R: filtering with across in dplyr
By Bas Machielsen
May 17, 2020
Introduction
The newest versions of the dplyr
package introduced a new function, across()
, to be used within summarise, mutate and filter functions, and I am trying to learn it. I am, however, having a hard time understanding the use and the mechanics of the function in combination with filter. While
this vignette has ample examples on mutate and summarise, the examples on filter are few and not very insightful. The same is true for several non-official guides that I have read.
As mentioned, the dplyr
documentation provides examples with the summarise
and mutate
functions, but it does not deal extensively with the filter
function, which is not (in my opinion) straightforward to use at all. The objective of this pamphlet is to introduce the reader to the (proper and transparent) usage of across()
in conjunction with filter
, but also to remind the writer of the functionality of across()
. Finally, it aims to help new and experienced programmers wrap their head around this new function.
After reading this pamphlet, you should be familiar enough with across()
to be able to replace the _all
, _at
, and _if
function family intuitively. I will illustrate how this works with the help of some examples.
Filter with all_vars
First, let us look at the most basic usage of across
in filter
: filtering a dataset based on all rows meeting a certain condition or requirement.
Suppose we want to select rows in a dataset such that for every character variable, the length of the string should be larger than a particular number, in this example, 5. This would be the equivalent of filter_all
in a data.frame consisting purely of character vectors, or otherwise, of filter_at
.
First, load the relevant packages..
library(tidyverse)
library(stringr)
As mentioned in the vignette, the across function without any additions works automatically as all_vars
, as evidenced by the following behavior:
numbers <- data.frame(a = c(10000, 90000, 60000, 3000),
b = c(10000, 20000, 4000, 30000))
numbers
## a b
## 1 10000 10000
## 2 90000 20000
## 3 60000 4000
## 4 3000 30000
numbers %>%
filter(across(everything(),~.x > 9999))
## a b
## 1 10000 10000
## 2 90000 20000
We can also specify which variables we want to meet the condition. Let’s take the dataset from before and apply the filter only on the first column:
numbers %>%
filter(across(a, ~ . > 9999))
## a b
## 1 10000 10000
## 2 90000 20000
## 3 60000 4000
As as second example, let’s implement a condition requiring that the string length of every character variable be greater than 2 (or 3) in the dplyr::starwars dataset:
starwars %>%
filter(across(is.character, ~ str_length(.) > 2))
## # A tibble: 69 × 14
## name height mass hair_color skin_color eye_color birth_year sex gender
## <chr> <int> <dbl> <chr> <chr> <chr> <dbl> <chr> <chr>
## 1 Luke Sk… 172 77 blond fair blue 19 male mascu…

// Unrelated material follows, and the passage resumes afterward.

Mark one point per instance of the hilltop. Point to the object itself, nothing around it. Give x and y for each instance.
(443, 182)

## 2 Darth V… 202 136 none white yellow 41.9 male mascu…
## 3 Leia Or… 150 49 brown light brown 19 fema… femin…
## 4 Owen La… 178 120 brown, gr… light blue 52 male mascu…
## 5 Beru Wh… 165 75 brown light blue 47 fema… femin…
## 6 Biggs D… 183 84 black light brown 24 male mascu…
## 7 Obi-Wan… 182 77 auburn, w… fair blue-gray 57 male mascu…
## 8 Anakin … 188 84 blond fair blue 41.9 male mascu…
## 9 Wilhuff… 180 NA auburn, g… fair blue 64 male mascu…
## 10 Chewbac… 228 112 brown unknown blue 200 male mascu…
## # … with 59 more rows, and 5 more variables: homeworld <chr>, species <chr>,
## # films <list>, vehicles <list>, starships <list>
starwars %>%
filter(across(is.character, ~ str_length(.) > 3))
## # A tibble: 63 × 14
## name height mass hair_color skin_color eye_color birth_year sex gender
## <chr> <int> <dbl> <chr> <chr> <chr> <dbl> <chr> <chr>
## 1 Luke Sk… 172 77 blond fair blue 19 male mascu…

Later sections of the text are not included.